6.2. "WebSocket"/"websocket"

Section 4.1 of [WEBSOCKET] says:

| Once the client's opening handshake has been sent, the client MUST
| wait for a response from the server before sending any further
| data.

Thus, optimistic use of HTTP Upgrade is already forbidden in the
WebSocket protocol. Additionally, the WebSocket protocol requires
high-entropy masking of client-to-server frames (Section 5.1 of
[WEBSOCKET]).

6.3. "connect-udp"

Section 5 of [CONNECT-UDP] says:

| A client MAY optimistically start sending UDP packets in HTTP
| Datagrams before receiving the response to its UDP proxying
| request.

However, in HTTP/1.1, this "proxying request" is an HTTP Upgrade
request.
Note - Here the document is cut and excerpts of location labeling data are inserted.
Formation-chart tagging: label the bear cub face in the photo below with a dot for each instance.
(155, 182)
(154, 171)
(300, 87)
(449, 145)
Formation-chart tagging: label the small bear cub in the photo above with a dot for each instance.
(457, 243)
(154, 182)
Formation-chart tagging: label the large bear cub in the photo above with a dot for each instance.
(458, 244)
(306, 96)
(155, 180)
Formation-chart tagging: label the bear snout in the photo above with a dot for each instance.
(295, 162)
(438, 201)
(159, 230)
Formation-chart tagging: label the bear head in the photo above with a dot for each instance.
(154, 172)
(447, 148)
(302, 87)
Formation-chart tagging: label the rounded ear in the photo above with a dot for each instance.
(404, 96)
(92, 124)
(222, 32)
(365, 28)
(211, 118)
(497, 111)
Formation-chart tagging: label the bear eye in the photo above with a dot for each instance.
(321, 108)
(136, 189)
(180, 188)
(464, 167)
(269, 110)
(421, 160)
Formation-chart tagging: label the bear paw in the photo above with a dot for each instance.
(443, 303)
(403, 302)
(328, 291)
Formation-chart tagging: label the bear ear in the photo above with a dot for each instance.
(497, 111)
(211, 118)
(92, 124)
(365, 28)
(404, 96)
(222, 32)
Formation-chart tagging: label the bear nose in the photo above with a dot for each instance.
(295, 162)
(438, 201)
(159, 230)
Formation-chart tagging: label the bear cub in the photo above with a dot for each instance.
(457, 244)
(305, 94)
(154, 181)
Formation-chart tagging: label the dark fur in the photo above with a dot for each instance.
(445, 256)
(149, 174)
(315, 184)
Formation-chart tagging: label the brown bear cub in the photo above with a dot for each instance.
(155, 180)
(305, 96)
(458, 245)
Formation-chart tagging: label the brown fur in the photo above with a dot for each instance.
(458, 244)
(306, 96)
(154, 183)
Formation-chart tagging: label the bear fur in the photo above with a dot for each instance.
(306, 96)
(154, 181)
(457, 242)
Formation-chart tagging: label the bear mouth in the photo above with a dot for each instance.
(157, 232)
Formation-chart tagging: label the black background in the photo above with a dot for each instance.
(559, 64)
This upgrade is likely to be rejected in certain
circumstances, such as when the UDP destination address (which is
attacker-controlled) is invalid. Additionally, the contents of the
"connect-udp" protocol stream can include untrusted material (i.e.,
the UDP packets, which might come from other applications on the
client device). This creates the possibility of Request Smuggling
attacks. To avoid these concerns, this document replaces that text
to exclude HTTP/1.1 from any optimistic sending, as follows:

| A client MAY optimistically start sending UDP packets in HTTP
| Datagrams before receiving the response to its UDP proxying
| request but only if the HTTP version in use is HTTP/2 or later.
| Clients MUST NOT send UDP packets optimistically in HTTP/1.x due
| to the risk of Request Smuggling attacks.

6.4. "connect-ip"

The "connect-ip" upgrade token is defined in [CONNECT-IP].
Section 11 of [CONNECT-IP] forbids clients from sending packets
optimistically in HTTP/1.1, avoiding this issue.